Minimum material cost is approximately $150 to cover an area of 100 square feet
Maximum material cost is approximately $475 to cover an area of 100 square feet
Advantages of Epoxy Flooring
There are both practical and decorative benefits in selecting an epoxy solution to enhancing a floor or slab. Whether the material is used for a patio, pool surface or dining room, the product is extremely durable once curing is complete. The underlying slab is protected from moisture, grease, food and any other product that might stain an unprotected surface. This can save a great deal on maintenance costs, eliminating the need to clean carpet or grout. Cleaning is easy, and the new look of the flooring can last for years. In fact, a floor sweeping compound may produce the most effective refreshing of an epoxy floor that seems to be losing its luster. Although epoxy flooring can potentially last for decades, it is also versatile in that new materials can be applied if a different effect is desired at a later time.
Textured epoxy flooring adds a grip to the surface, which is important in areas that may experience dampness. Pool decks are particularly dangerous if the surface lacks any texture, posing the risk of an individual slipping as normal use of the area occurs. Epoxy flooring with a textured finish allows for enjoyment of the area without significant worries about falls. This type of solution may be ideal in an active kitchen as well, helpful for avoiding inadvertent slips in the event of spills.
One of the most significant reasons homeowners consider epoxy flooring for indoor areas is the ability to achieve beautiful architectural effects. In some cases, flaked materials are used in the epoxy products to produce a result similar to terrazzo at a fraction of the cost. In other cases, beautiful colors can be used to create marbling effects. Different colors can be used to create subtle highlights or stark contrasts.
Disadvantages of Installing Epoxy Flooring
Moisture levels in a floor can affect the durability of an epoxy product. Because the material doesn't breathe once it cures, any moisture trapped below the surface can be a problem as it evaporates. In some cases, bubbling or buckling in the flooring material may occur as a result of moisture being present, leading to the eventual need for repair or refinishing. It's important to work during a time of year that involves low humidity levels, and it's ideal to have a professional evaluate the moisture tolerance of the floor in question to minimize the potential for de-lamination.

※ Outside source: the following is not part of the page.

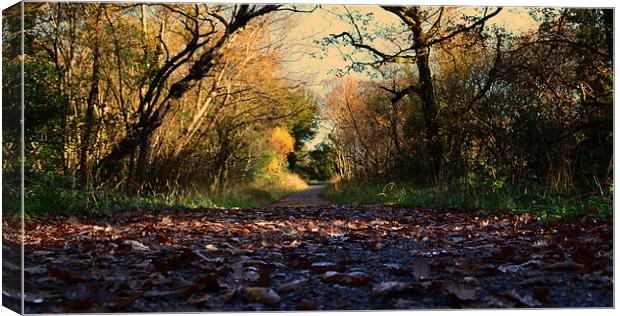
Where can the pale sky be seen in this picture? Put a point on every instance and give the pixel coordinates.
(324, 21)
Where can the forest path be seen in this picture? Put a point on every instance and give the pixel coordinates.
(309, 197)
(301, 254)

A lack of experience can be a drawback during the application process. It's important to recognize that time limits with polymer epoxy products are important. Once the material cures, the effects achieved will be set. Changes after that stage of the project will either require fresh material being used to overlay the previous layer or removal of the damaged material. Marbling effects may appear easy to achieve, but professionals are trained in obtaining those effects. A lack of experience on a homeowner's part could lead to undesired results in such efforts.
It is a priority to wear a respirator while handling epoxy products. It is also important to maintain a good flow of air through the space receiving the new flooring to ensure that fumes don't become overpowering. Additionally, it's wise to tape off edges at walls and columns to avoid accidentally getting the product in places that it shouldn't be.
Preparing an Area for Epoxy Flooring
Little preparation is needed prior to the installation of the floor coating for a newly poured slab. However, concrete is prone to cracking over time, meaning that future damage is possible if a slab hasn't had time to settle prior to the addition of an epoxy covering. Damaged slabs may require repair work prior to the addition of an epoxy topcoat. A primer should be used to fill cracks and address chipped areas first. Once these areas are filled, they must be ground and smoothed to achieve a level surface.
In some cases, epoxy products can be used directly on top of the existing slab. However, using a product that is part of a system may involve additional materials and costs. It is important to follow the manufacturer directions carefully to achieve the desired results.
Using the Right Equipment
While a personal epoxy project may be a one-time effort, it is important to invest in the right tools to ensure that the expected results are achieved. For example, trowels and brooms may be important in achieving the right marbling or texturing effects. Shoe protection is helpful for protecting work boots worn during the application of the products. If a spray-on approach is used, rental of a paint sprayer may be helpful for ensuring an even application of the material. It's important to test such equipment prior to filling it with the material to ensure that the product isn't wasted in an inoperative or inconsistent machine.
Consider Professional Assistance
Although hiring a contractor may be more expensive than doing one's own epoxy flooring, this is a project that can lead to messy and undesirable results if understanding of the process is inadequate. A contractor can work quickly and efficiently with materials that are familiar, providing excellent decorative value without the need to redo steps.